SQL query to select distinct row with minimum value
SqlDatabaseGreatest N-per-GroupSql Problem Overview
I want an SQL statement to get the row with a minimum value.
Consider this table:
id game point
1 x 5
1 z 4
2 y 6
3 x 2
3 y 5
3 z 8
How do I select the ids that have the minimum value in the point
column, grouped by game? Like the following:
id game point
1 z 4
2 y 5
3 x 2
Sql Solutions
Solution 1 - Sql
Use:
SELECT tbl.*
FROM TableName tbl
INNER JOIN
(
SELECT Id, MIN(Point) MinPoint
FROM TableName
GROUP BY Id
) tbl1
ON tbl1.id = tbl.id
WHERE tbl1.MinPoint = tbl.Point
Solution 2 - Sql
This is another way of doing the same thing, which would allow you to do interesting things like select the top 5 winning games, etc.
SELECT *
FROM
(
SELECT ROW_NUMBER() OVER (PARTITION BY ID ORDER BY Point) as RowNum, *
FROM Table
) X
WHERE RowNum = 1
You can now correctly get the actual row that was identified as the one with the lowest score and you can modify the ordering function to use multiple criteria, such as "Show me the earliest game which had the smallest score", etc.
Solution 3 - Sql
This will work
select * from table
where (id,point) IN (select id,min(point) from table group by id);
Solution 4 - Sql
As this is tagged with sql
only, the following is using ANSI SQL and a window function:
select id, game, point
from (
select id, game, point,
row_number() over (partition by game order by point) as rn
from games
) t
where rn = 1;
Solution 5 - Sql
Ken Clark's answer didn't work in my case. It might not work in yours either.
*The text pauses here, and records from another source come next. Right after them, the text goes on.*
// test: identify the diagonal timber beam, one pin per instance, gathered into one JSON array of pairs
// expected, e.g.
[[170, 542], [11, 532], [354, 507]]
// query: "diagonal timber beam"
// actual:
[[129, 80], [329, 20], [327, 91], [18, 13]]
If not, try this:
SELECT *
from table T
INNER JOIN
(
select id, MIN(point) MinPoint
from table T
group by AccountId
) NewT on T.id = NewT.id and T.point = NewT.MinPoint
ORDER BY game desc
Solution 6 - Sql
SELECT DISTINCT
FIRST_VALUE(ID) OVER (Partition by Game ORDER BY Point) AS ID,
Game,
FIRST_VALUE(Point) OVER (Partition by Game ORDER BY Point) AS Point
FROM #T
Solution 7 - Sql
SELECT * from room
INNER JOIN
(
select DISTINCT hotelNo, MIN(price) MinPrice
from room
Group by hotelNo
) NewT
on room.hotelNo = NewT.hotelNo and room.price = NewT.MinPrice;
Solution 8 - Sql
This alternative approach uses SQL Server's OUTER APPLY
clause. This way, it
- creates the distinct list of games, and
- fetches and outputs the record with the lowest point number for that game.
The OUTER APPLY
clause can be imagined as a LEFT JOIN
, but with the advantage that you can use values of the main query as parameters in the subquery (here: game).
SELECT colMinPointID
FROM (
SELECT game
FROM table
GROUP BY game
) As rstOuter
OUTER APPLY (
SELECT TOP 1 id As colMinPointID
FROM table As rstInner
WHERE rstInner.game = rstOuter.game
ORDER BY points
) AS rstMinPoints
Solution 9 - Sql
This is portable - at least between ORACLE and PostgreSQL:
select t.* from table t
where not exists(select 1 from table ti where ti.attr > t.attr);
Solution 10 - Sql
Most of the answers use an inner query. I am wondering why the following isn't suggested.
select
*
from
table
order by
point
fetch next 1 row only // ... or the appropriate syntax for the particular DB
This query is very simple to write with JPAQueryFactory
(a Java Query DSL class).
return new JPAQueryFactory(manager).
selectFrom(QTable.table).
setLockMode(LockModeType.OPTIMISTIC).
orderBy(QTable.table.point.asc()).
fetchFirst();
Solution 11 - Sql
Try:
select id, game, min(point) from t
group by id